The large, black police-car pulled up just before a row of old cottages that stood winking back at them in the bright morning sunshine. Chris already stood waiting, just yards away, beside his gleaming, red push-bike, and lifted his hand and shaded his eyes, watching intently as a duffel-coated Carla helped her aged father step out of the vehicle, and edge down the narrow path, that Chris knew ran down towards the little stream and its bridge, and, continuing, then rose up once more as it approached Vaynor Church. This ancient edifice, with its distinctive, triangular-roofed bell-tower, he could just make out to his left, standing, partially hidden, amongst a clutter of lofty elms and horse-chestnuts, and enclosed within its twisted fence of iron-railings, and its ancient, crumbling walls of red-brown sandstone.

On the path the two policemen turned round to wait for father and daughter to catch up with them, then slowly led the way further along the track towards the location which Tom had assured them contained the dead bodies he had seen so vividly in his mind’s eye just the previous day.
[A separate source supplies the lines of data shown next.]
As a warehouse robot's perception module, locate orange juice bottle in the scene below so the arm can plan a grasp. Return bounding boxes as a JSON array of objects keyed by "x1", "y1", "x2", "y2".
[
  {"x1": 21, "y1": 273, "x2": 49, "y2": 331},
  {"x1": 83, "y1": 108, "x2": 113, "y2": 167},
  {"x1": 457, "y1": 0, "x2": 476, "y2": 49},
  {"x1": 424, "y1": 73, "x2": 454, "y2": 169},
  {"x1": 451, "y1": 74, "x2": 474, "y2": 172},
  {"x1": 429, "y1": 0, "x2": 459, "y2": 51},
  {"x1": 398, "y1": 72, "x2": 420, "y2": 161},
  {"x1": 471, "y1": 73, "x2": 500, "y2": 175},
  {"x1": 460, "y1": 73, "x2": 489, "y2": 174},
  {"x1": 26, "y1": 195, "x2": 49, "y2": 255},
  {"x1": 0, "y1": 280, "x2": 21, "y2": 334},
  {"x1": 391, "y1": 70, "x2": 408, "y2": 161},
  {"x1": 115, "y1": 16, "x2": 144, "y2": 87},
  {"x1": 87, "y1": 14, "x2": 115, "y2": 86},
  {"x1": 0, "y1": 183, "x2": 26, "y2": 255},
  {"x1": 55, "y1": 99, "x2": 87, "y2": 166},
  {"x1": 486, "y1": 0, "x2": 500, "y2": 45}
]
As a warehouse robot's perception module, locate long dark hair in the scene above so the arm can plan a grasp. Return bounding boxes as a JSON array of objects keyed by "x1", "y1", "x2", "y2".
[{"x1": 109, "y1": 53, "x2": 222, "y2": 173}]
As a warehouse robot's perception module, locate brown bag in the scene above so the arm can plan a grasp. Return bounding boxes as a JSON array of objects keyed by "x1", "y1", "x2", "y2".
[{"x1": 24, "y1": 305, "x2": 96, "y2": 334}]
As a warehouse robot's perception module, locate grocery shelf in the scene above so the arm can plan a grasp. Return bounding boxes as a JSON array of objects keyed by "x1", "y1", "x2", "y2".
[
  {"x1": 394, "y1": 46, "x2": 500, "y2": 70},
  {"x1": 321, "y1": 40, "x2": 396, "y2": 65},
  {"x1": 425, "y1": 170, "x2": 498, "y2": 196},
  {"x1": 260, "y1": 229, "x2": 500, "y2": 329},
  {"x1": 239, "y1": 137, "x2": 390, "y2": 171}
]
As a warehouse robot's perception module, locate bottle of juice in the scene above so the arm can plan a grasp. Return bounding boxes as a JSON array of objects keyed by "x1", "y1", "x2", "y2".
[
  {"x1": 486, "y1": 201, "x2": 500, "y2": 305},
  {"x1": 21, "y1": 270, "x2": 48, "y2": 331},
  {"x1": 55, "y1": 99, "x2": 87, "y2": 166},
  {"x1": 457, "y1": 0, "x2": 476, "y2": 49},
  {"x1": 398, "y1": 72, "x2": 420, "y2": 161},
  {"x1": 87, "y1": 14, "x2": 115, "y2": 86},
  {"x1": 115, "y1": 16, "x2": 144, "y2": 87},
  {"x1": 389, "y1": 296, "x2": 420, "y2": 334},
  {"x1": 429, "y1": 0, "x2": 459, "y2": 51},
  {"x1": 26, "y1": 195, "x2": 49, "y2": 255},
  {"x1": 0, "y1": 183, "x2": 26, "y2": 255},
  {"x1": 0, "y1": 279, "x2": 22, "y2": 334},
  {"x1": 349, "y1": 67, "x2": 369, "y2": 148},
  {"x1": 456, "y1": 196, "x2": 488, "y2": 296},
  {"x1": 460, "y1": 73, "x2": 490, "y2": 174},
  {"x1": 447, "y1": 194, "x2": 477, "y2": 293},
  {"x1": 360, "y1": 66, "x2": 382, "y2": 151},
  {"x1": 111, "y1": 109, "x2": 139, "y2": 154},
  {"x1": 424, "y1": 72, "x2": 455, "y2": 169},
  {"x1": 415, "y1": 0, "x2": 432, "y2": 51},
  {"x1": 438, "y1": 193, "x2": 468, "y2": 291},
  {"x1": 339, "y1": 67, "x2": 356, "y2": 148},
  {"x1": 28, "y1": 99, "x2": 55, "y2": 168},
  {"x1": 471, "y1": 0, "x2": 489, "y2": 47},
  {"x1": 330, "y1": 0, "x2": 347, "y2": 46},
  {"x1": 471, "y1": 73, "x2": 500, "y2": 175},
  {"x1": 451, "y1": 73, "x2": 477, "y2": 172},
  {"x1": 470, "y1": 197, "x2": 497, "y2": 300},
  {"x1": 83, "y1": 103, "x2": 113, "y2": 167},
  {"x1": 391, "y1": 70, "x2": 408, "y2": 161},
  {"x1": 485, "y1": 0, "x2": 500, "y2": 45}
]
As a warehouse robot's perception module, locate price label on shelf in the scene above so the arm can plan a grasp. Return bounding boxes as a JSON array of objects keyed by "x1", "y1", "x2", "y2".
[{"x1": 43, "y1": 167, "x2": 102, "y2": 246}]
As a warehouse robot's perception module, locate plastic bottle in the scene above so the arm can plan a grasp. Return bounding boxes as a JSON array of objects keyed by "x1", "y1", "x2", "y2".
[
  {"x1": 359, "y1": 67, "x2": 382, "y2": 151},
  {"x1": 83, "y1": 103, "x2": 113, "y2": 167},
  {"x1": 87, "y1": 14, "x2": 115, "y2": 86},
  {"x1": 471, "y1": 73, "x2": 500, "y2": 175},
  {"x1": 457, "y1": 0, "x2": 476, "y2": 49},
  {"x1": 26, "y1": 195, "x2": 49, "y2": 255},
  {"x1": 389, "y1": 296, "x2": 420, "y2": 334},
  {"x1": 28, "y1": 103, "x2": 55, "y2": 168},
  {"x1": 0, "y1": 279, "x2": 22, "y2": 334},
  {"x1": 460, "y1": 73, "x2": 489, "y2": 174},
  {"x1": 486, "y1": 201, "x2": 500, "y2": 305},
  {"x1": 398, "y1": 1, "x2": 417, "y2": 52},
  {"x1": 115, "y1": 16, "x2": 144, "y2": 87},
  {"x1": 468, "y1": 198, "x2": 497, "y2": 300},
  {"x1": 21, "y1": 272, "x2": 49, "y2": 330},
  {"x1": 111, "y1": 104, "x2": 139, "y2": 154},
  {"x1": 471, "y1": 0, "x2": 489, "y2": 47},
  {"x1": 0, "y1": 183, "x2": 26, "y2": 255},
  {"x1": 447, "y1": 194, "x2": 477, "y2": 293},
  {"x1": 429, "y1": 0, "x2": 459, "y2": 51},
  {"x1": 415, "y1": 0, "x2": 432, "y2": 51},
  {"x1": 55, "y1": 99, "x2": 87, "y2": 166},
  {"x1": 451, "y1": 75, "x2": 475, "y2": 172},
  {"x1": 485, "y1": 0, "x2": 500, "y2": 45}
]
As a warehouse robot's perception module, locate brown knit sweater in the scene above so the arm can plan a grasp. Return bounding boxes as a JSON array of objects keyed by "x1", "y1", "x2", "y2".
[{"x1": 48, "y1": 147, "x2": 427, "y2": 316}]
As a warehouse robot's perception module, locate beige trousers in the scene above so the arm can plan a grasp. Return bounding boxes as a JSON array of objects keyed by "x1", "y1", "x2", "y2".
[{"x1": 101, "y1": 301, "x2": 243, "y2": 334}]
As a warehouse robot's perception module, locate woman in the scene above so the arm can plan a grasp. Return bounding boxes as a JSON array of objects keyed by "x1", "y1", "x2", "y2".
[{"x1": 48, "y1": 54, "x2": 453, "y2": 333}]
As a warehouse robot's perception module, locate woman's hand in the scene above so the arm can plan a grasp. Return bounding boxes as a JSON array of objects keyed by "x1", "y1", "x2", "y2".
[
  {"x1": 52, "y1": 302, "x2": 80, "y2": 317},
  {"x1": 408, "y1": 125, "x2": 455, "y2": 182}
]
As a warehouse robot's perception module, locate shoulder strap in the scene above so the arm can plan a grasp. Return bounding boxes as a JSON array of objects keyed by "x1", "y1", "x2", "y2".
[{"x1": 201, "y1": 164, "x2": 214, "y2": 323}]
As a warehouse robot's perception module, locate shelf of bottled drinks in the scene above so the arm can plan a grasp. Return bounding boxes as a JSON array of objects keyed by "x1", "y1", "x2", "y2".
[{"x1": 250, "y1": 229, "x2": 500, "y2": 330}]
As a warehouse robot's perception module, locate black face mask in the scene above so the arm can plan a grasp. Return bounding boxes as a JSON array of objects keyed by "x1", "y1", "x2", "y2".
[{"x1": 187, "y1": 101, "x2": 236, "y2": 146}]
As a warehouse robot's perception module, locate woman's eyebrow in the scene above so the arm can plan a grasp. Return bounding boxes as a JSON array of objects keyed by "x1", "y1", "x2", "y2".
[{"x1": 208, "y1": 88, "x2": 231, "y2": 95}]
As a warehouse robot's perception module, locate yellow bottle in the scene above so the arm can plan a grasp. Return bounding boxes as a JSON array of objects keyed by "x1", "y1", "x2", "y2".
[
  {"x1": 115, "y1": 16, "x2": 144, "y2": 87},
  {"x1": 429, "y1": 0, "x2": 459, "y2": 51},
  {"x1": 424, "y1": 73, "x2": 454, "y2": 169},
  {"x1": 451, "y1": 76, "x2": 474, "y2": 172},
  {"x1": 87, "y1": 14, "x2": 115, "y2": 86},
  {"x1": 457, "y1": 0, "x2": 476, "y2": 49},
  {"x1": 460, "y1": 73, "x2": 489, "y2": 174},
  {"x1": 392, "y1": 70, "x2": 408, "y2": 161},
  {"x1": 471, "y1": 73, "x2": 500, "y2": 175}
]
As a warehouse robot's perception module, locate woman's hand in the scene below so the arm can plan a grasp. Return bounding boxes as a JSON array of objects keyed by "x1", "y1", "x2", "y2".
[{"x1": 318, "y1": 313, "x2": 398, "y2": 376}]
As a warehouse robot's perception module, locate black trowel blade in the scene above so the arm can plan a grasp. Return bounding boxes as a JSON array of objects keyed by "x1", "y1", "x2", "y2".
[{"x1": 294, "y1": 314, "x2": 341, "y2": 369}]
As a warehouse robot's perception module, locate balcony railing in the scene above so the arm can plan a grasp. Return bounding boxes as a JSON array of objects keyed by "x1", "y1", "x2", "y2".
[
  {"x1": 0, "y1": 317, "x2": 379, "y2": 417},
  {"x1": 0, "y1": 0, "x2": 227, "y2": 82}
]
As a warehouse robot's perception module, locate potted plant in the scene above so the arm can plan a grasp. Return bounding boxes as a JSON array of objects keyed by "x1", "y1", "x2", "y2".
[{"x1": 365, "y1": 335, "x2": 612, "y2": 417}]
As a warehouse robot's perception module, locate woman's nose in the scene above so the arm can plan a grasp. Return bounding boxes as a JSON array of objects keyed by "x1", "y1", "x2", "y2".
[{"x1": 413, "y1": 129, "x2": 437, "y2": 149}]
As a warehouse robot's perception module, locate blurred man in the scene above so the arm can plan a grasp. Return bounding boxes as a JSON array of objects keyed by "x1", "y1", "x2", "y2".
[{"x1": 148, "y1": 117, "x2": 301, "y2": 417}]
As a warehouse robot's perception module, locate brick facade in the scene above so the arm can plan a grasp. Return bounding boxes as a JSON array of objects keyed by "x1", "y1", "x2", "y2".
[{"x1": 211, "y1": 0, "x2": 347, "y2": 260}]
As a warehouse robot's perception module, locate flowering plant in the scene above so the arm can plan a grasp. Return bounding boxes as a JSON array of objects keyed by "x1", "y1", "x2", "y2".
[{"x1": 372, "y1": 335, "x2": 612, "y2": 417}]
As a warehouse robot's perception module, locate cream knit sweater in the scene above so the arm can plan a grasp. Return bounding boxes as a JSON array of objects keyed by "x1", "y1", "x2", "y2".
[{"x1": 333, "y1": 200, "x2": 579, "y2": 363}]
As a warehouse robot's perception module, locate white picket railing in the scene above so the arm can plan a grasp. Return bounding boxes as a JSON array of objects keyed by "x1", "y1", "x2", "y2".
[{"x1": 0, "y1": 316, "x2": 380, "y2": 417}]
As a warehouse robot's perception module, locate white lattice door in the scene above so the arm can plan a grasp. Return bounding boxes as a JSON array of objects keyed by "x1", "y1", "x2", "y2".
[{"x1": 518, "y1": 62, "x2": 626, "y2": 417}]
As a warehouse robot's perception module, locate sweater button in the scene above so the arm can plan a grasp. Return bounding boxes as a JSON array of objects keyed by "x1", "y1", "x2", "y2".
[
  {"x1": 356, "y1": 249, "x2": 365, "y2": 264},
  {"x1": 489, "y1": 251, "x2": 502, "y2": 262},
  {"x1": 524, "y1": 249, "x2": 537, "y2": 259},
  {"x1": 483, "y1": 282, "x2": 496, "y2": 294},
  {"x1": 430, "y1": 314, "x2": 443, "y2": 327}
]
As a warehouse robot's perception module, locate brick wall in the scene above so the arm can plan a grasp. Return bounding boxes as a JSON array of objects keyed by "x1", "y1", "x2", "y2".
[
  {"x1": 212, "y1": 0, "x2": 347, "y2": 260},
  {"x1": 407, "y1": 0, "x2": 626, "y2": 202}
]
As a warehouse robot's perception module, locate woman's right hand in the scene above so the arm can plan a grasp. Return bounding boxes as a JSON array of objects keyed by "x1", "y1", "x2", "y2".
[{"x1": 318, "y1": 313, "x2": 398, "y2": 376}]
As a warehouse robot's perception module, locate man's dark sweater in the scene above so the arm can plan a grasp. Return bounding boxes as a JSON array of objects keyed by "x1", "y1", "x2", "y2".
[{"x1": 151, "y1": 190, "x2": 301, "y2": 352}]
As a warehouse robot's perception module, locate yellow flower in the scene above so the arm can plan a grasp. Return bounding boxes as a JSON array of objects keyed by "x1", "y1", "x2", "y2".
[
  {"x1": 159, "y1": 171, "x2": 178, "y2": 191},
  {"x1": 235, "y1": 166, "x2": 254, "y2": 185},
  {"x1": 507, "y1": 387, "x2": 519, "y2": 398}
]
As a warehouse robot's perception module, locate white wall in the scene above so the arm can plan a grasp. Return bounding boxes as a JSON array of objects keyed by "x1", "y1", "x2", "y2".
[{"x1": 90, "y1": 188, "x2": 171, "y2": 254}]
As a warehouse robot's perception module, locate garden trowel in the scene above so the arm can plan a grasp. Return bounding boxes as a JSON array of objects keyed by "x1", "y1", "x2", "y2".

The two uniformed men halted, looked at each other askance, and then began to laugh uncontrollably. Even from a distance, Chris found he could also now comprehend the mistake that the old man had clearly made, but he realised that, not being from the particular locality himself, it wasn’t possible that Tom could have known an awful lot about it.

‘What’s this? Christ! It’s just an ancient monument, old boy!’ announced Sergeant Foley, reading the rudimentary sign that someone had fixed crookedly onto the fence with a folded piece of rusty wire. ‘Little more than a hillock. No, not even that, I’d say,’ he added. ‘Just some grassy old tump in a field that I swear you’d miss completely if you weren’t actually looking for it.’

‘Sergeant, it’s a mass grave from the twelfth century,’ Chris announced, hurrying up on his bicycle and joining the group on the tight, narrow path. Dismounting, he spun round to address them all. ‘You see, the fields round here were once the scene of a humungous battle between the local Welsh people and the English - the Normans invaders from the castle over there.’ With this he pointed with his free arm directly into the sun’s rays, where what little remained of the ancient limestone battlements on Morlais Hill now made a strange, dark shape in the morning sky that resembled, if anything at all, a great, black whale upon the sea.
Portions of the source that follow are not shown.